Hi I have an assignment for college which I need to write a report on some exotic animals, their care, legal status, reputable sources of purchase, legislation to keeping them in captivity and the standard of care. 

I've chosen to do one on a DWA animal due to theres a lot more to write than on a bearded dragon. So I was thinking about the report on keeping a Wolf as a pet on DWA. I really don't know anything on DWA animals and how to purchase them so If you'd take your time to answer some questions of mine it would be awesome and a great help:2thumb:

1) Is there any conservation reasons that stop the keeping of a wolf(s) in captivity? Do you know the conservation status of the most common species kept in captivity?

2) Name two reputable sources of purchasing a wolf and explain their pros and cons

3) Name factors that need to be in place in order to keep the standard of welfare good? E.g enclosure size, what it needs from the environment.

If theres not much information on wolves if you have a paticular expertise on a certain species under the DWA I might change my mind!! Its only because I cant really write much on a leopard gecko or corn snake that is extremely easy to purchase and care for!

Thanks a bunch!!


----------



## Demonlude (Feb 17, 2009)

Not sure who keeps wolves in the uk on this forum, but if you do your essay on venomous snakes, I'm sure there would be a lot of very experienced people on here that could help you out.


----------



## ian14 (Jan 2, 2008)

The UK Wolf Conservation Trust - Working to Keep Wolves in the Wild | UK Wolf Conservation Trust - website for the UK Wolf Trust, I am sure they could help you.


----------



## _jake_ (Jul 3, 2008)

Thanks Ian for the link. 

Demonlude - Think I'm going to have to base it on a venomous species of snake, not much information around. Could you reccommend a species?


----------



## Shellsfeathers&fur (Jan 18, 2009)

_jake_ said:


> Thanks Ian for the link.
> 
> Demonlude - Think I'm going to have to base it on a venomous species of snake, not much information around. Could you reccommend a species?

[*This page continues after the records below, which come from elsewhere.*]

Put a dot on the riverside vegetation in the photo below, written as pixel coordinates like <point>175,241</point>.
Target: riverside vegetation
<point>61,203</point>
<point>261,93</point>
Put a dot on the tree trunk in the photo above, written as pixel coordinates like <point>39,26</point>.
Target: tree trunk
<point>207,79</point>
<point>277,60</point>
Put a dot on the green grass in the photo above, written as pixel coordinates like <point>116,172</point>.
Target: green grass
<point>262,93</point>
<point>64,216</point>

I saw this earlier and forgot to reply!

I think I would base it around an animal that you know about or can easily get info on. You could really do a good detailed assignment on keeping leopard geckos for example.

Although they may not be the most "exciting" (no offence intended to anyone who keeps them, as we do) but you may well find that everyone else decides to go for something of the DWA type. After x number of essays read your tutor might like to read something totally different.

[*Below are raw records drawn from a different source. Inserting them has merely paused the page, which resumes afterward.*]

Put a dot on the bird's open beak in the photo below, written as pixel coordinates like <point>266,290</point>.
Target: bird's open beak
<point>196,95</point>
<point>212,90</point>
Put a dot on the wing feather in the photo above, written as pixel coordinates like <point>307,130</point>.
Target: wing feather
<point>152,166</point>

Alternatively, something along the Shelled line - why certificates/paperwork needed for certain species; how people are rehoming larger turtles etc. You could do all the pros and cons of tortoises' housing etc. What requirements turtles have etc.

Sorry for such a long post, but just a few ideas. You can tell I don't know about snakes. Let us know what you decided to do :2thumb:


----------



## _jake_ (Jul 3, 2008)

Haha I have just started and taking a little break. I've decided to do it on a Leopard Gecko after all. I only decided on going down the DWA route as I could write more on the pros and cons of DWA aswell as care/welfare. Thanks for the help anyway, especially Stephen.


----------